As we ask every year, where are the women in alternative investments?
Not head of their own firms or even chief investment officers. Women typically can be found in operational, finance or compliance roles, according to the “Women in Alternative Investments: A Marathon, Not a Sprint” report from consulting firm Rothstein Kass.
Women historically have taken more supportive roles– more CFO or COO-oriented – at hedge funds, private equity and venture capital firms, said Kelly Easterling, principal-in-charge of Rothstein Kass’ Walnut Creek, Calif. office.
“While extraordinarily important, these aren’t the groups that will ultimately be running portfolios and making investment decisions,” Easterling said.
Rothstein Kass spoke to 440 senior women in alternative investments to compile its third annual report. Respondents came from hedge funds, private equity funds, fund-of funds and PE fund sponsors, as well as venture capital firms. Large and small firms were equally represented. About 70 percent of the women that took part had 11 or more years experience in the financial services industry, according to Rothstein Kass.
The data breaks out like this: Nearly 40 percent of those questioned held C-level jobs within the financial suite (think CFO and COOs), while 38.1 percent were in compliance (CCO). Another one-third, or 34.3 percent, had jobs in operations (COO).
Only 17.2 percent of those polled were CEOs, while 22.5 percent were CIOs/portfolio managers.
Women were more likely, at 23.2 percent, to be CEOs at hedge funds, while venture capital firms were least likely, at just 9.7 percent, to have a woman CEO.
The data is more gloomy when Rothstein Kass looked at investment committees. A meager 3 percent of respondents from PE firms said their firm’s investment committee comprised 50 percent or more women.
Despite the negative data, more women, at 17.5 percent, want to manage their own funds. That’s up from 14.2 percent last year.
Women also continue to be better managers, the Rothstein Kass study found.
Women-owned or managed funds outperformed other funds in 2012, returning 14.8 percent.
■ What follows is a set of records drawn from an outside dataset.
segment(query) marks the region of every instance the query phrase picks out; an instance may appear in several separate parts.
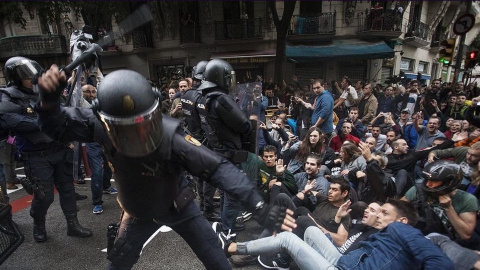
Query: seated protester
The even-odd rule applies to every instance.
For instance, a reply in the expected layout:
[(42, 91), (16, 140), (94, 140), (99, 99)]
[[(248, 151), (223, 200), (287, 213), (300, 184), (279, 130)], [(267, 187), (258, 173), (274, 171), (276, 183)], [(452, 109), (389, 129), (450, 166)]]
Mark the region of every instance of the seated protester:
[(388, 159), (384, 154), (372, 154), (366, 143), (360, 143), (360, 150), (367, 161), (365, 171), (351, 170), (348, 174), (358, 194), (358, 199), (366, 203), (375, 201), (385, 202), (387, 198), (397, 196), (395, 182), (392, 175), (384, 170)]
[(387, 136), (382, 134), (382, 130), (379, 125), (372, 125), (372, 133), (365, 134), (365, 137), (374, 137), (377, 140), (376, 151), (382, 151), (382, 148), (387, 143)]
[(418, 140), (417, 144), (415, 145), (415, 150), (421, 150), (432, 146), (432, 142), (434, 139), (438, 137), (445, 137), (445, 135), (438, 130), (440, 127), (440, 118), (438, 117), (430, 117), (428, 119), (427, 126), (422, 126), (423, 123), (423, 115), (422, 113), (417, 113), (413, 116), (413, 124), (415, 126), (415, 130), (418, 133)]
[(373, 137), (368, 137), (365, 139), (365, 143), (368, 144), (368, 148), (370, 148), (370, 152), (376, 153), (377, 149), (377, 140)]
[(280, 132), (283, 131), (283, 134), (286, 134), (286, 132), (289, 131), (285, 128), (285, 122), (281, 118), (276, 118), (275, 121), (272, 122), (271, 126), (272, 129), (268, 132), (270, 137), (283, 146), (283, 144), (288, 141), (288, 136), (283, 137)]
[(444, 150), (434, 150), (428, 154), (429, 163), (433, 163), (436, 159), (447, 158), (454, 158), (455, 163), (460, 165), (464, 177), (461, 184), (463, 186), (468, 185), (473, 172), (478, 171), (478, 162), (480, 161), (480, 142), (476, 142), (470, 147), (461, 146)]
[[(441, 225), (435, 230), (438, 233), (451, 235), (452, 239), (469, 240), (473, 235), (478, 211), (477, 198), (463, 190), (457, 189), (462, 181), (462, 170), (453, 161), (440, 160), (429, 164), (423, 170), (423, 184), (410, 188), (402, 200), (413, 202), (421, 200), (419, 192), (423, 192), (423, 203), (433, 209), (440, 218)], [(426, 228), (435, 222), (435, 219), (425, 218), (423, 226)], [(433, 226), (432, 226), (433, 227)], [(431, 228), (431, 227), (430, 227)], [(429, 233), (423, 230), (423, 233)], [(460, 243), (461, 244), (461, 243)], [(480, 248), (476, 243), (475, 249)]]
[(465, 110), (465, 120), (467, 120), (471, 125), (480, 127), (480, 96), (472, 99), (472, 104), (469, 108)]
[[(465, 131), (462, 131), (464, 133)], [(471, 126), (467, 131), (467, 138), (455, 143), (455, 147), (459, 146), (472, 146), (474, 143), (480, 141), (480, 128)]]
[(325, 177), (319, 174), (321, 166), (322, 159), (320, 156), (317, 154), (308, 155), (307, 161), (305, 161), (305, 172), (299, 172), (293, 175), (295, 178), (295, 183), (298, 187), (298, 192), (304, 190), (307, 183), (316, 181), (312, 189), (312, 192), (314, 193), (313, 195), (315, 195), (317, 192), (327, 195), (330, 182), (328, 182)]
[(335, 164), (340, 164), (340, 172), (338, 175), (332, 175), (330, 178), (343, 178), (348, 180), (348, 173), (351, 170), (363, 171), (367, 166), (362, 152), (353, 143), (345, 143), (340, 149), (340, 158), (334, 161)]
[(387, 136), (387, 143), (383, 146), (381, 153), (385, 153), (386, 155), (391, 154), (393, 152), (392, 142), (397, 139), (397, 132), (395, 130), (389, 130), (385, 134)]
[[(455, 269), (452, 261), (435, 244), (412, 227), (417, 219), (418, 213), (410, 203), (389, 200), (377, 214), (375, 227), (380, 231), (359, 242), (357, 249), (343, 255), (314, 226), (306, 230), (305, 241), (290, 232), (282, 232), (244, 243), (232, 243), (231, 239), (219, 234), (219, 242), (227, 257), (231, 254), (269, 255), (285, 251), (300, 269), (308, 270)], [(275, 268), (288, 269), (288, 264), (276, 264)]]
[(453, 117), (455, 120), (465, 119), (465, 111), (468, 109), (468, 105), (465, 103), (467, 101), (467, 96), (464, 92), (455, 94), (457, 97), (455, 101), (455, 106), (451, 107), (447, 112), (447, 117)]
[(461, 132), (463, 128), (463, 124), (461, 120), (453, 120), (452, 123), (450, 124), (450, 128), (445, 131), (443, 134), (445, 135), (445, 138), (450, 140), (453, 136), (453, 134), (457, 132)]
[[(454, 136), (455, 140), (458, 140), (456, 136)], [(388, 164), (387, 169), (391, 171), (391, 173), (395, 177), (395, 185), (397, 186), (397, 191), (402, 190), (399, 193), (399, 196), (403, 196), (408, 189), (414, 182), (415, 179), (415, 166), (417, 161), (424, 159), (425, 157), (429, 157), (430, 159), (430, 152), (436, 149), (446, 149), (451, 147), (454, 144), (454, 141), (447, 140), (444, 143), (437, 145), (435, 147), (424, 149), (420, 151), (415, 151), (409, 149), (407, 142), (404, 139), (397, 139), (392, 142), (393, 152), (388, 157)], [(432, 157), (433, 160), (433, 157)]]
[(275, 198), (279, 193), (286, 193), (290, 197), (296, 194), (298, 188), (293, 174), (285, 169), (283, 160), (277, 160), (277, 148), (267, 145), (263, 148), (263, 161), (258, 161), (260, 173), (260, 191), (266, 201)]
[(405, 138), (405, 128), (407, 127), (408, 123), (410, 123), (409, 120), (410, 110), (405, 108), (400, 112), (400, 117), (398, 117), (398, 119), (395, 121), (397, 126), (400, 128), (400, 136), (402, 138)]
[(352, 122), (348, 120), (343, 122), (341, 133), (330, 140), (330, 148), (332, 148), (333, 151), (336, 153), (340, 152), (340, 148), (342, 147), (343, 142), (346, 140), (353, 141), (356, 145), (360, 143), (359, 138), (350, 134), (352, 132), (352, 126)]
[(327, 165), (335, 159), (335, 152), (325, 146), (323, 132), (318, 127), (311, 127), (303, 141), (296, 141), (295, 137), (290, 137), (281, 151), (282, 157), (290, 160), (287, 170), (293, 174), (303, 171), (305, 161), (311, 153), (320, 155), (322, 165)]
[(338, 121), (337, 126), (335, 129), (337, 130), (337, 134), (341, 133), (342, 127), (343, 127), (343, 122), (345, 121), (350, 121), (353, 126), (352, 126), (352, 134), (353, 136), (362, 139), (364, 134), (365, 134), (365, 126), (362, 124), (362, 121), (358, 119), (358, 108), (357, 107), (350, 107), (350, 111), (348, 113), (347, 118), (340, 119)]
By comparison, Cambridge Associates U.S. Private Equity Index returned 13.8 percent.
“You see how well women manage their funds,” Easterling said. “The frustration of the women is that even though they have better track records, it takes longer for them to raise assets.”
Still, more than two-thirds of investors, or 73.5 percent, expect allocations to women-owned or managed funds to remain the same in 2014. About one-quarter, or 24.5 percent, expect allocations to increase somewhat this year, Rothstein Kass found.